JoAnne: Oh, God, I’m sorry. I must have thought you were joking. (Pause.) What did I say back?

Darren: Do you want your exact quote?

JoAnne: Maybe not.

Darren: You said, “Thanks, I think of you fondly.”

JoAnne: Why are you still with me?

Darren: I really can’t say. It’s probably my masochistic streak. Do you still only think of me fondly? Even when I have driven all this way and offered you my sexual services to distract you from your horrible, godless existence? Even when I am one of the best actors you know and you secretly possibly like it when I put on Stanley Kowalski to seduce you?

JoAnne: I like it better when you’re that guy from the King and I.

Darren: I will go shave my head right now.

JoAnne: Please don’t. Please don’t be an actor anymore today. Maybe we should break up.

Darren: Is that really what you want?

JoAnne: I don’t know what I want. I want to start over. I want to be the person I used to be who went to Catholic school and believed everything they told me and thought it would all turn out okay.

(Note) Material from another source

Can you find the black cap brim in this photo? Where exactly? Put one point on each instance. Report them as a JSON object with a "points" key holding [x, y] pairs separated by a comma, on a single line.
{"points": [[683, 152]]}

Darren: Should I whisper the Hail Mary in your ear? Would that be arousing?

JoAnne: Stop.

Darren: We are not breaking up. I forbid it. I am going to force you to realize that I am the best thing that ever happened to you. Better than Jesus.

JoAnne: But can you walk on water?

Darren: And I am going to make you stop talking now.

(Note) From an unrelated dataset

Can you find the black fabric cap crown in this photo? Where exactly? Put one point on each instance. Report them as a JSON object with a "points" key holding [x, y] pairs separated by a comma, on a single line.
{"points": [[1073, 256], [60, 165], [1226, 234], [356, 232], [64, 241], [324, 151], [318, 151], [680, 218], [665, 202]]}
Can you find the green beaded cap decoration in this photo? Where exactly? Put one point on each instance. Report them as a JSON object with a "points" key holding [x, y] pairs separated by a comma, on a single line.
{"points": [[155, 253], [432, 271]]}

JoAnne: What miracle will that take?

Darren: (pulling her shirt out of her skirt) Hail Mary, full of grace—

JoAnne: Don’t be sacrilegious.

Darren: But you don’t believe in any of that, right? So it shouldn’t matter.

JoAnne: I know, but still—

Darren: The Lord is with me.

JoAnne: I don’t like you anymore.

Darren: Yes, you do. You like me against your will. You don’t want to like me because I’m nice to you and you don’t think I should be, so too bad. Deal with it.

JoAnne: I love being psychoanalyzed before sex.

Darren: (undoes a button of her blouse with each sentence) This is not sex. This is not making love. This is not fucking. This is praying.

JoAnne: I don’t pray anymore.

Darren: You pray today. And you kiss on the mouth. (He kisses her.) And you stop thinking and evaluating and you listen to me now and you do what I say.

JoAnne: I do?

Darren: Yes, you do. Blessed art thou among women. And blessed is the fruit of thy womb. (Kisses her stomach.)

JoAnne: Jesus.

Darren: A-men.


Lisa Marie said…
How about just "dis-dis"?

If you take all of the words that begin with dis - disappoint, dissatisfied, disconsolate, disturbed, disgruntled, etc. - it seems that you can just put another "dis" infront to create a double negative. The term "dis-dis" could refer to all of these double negative emotional situations.
Aimee said…
Did you like how I cleverly changed the name of the effect to be less obvious??
Lisa Marie said…
Yes, very very clever.
I am still giggleing to myself about it.
Liz said…
I know someone who is the king of the Richard Effect. I should invite him out sometime and you can meet him.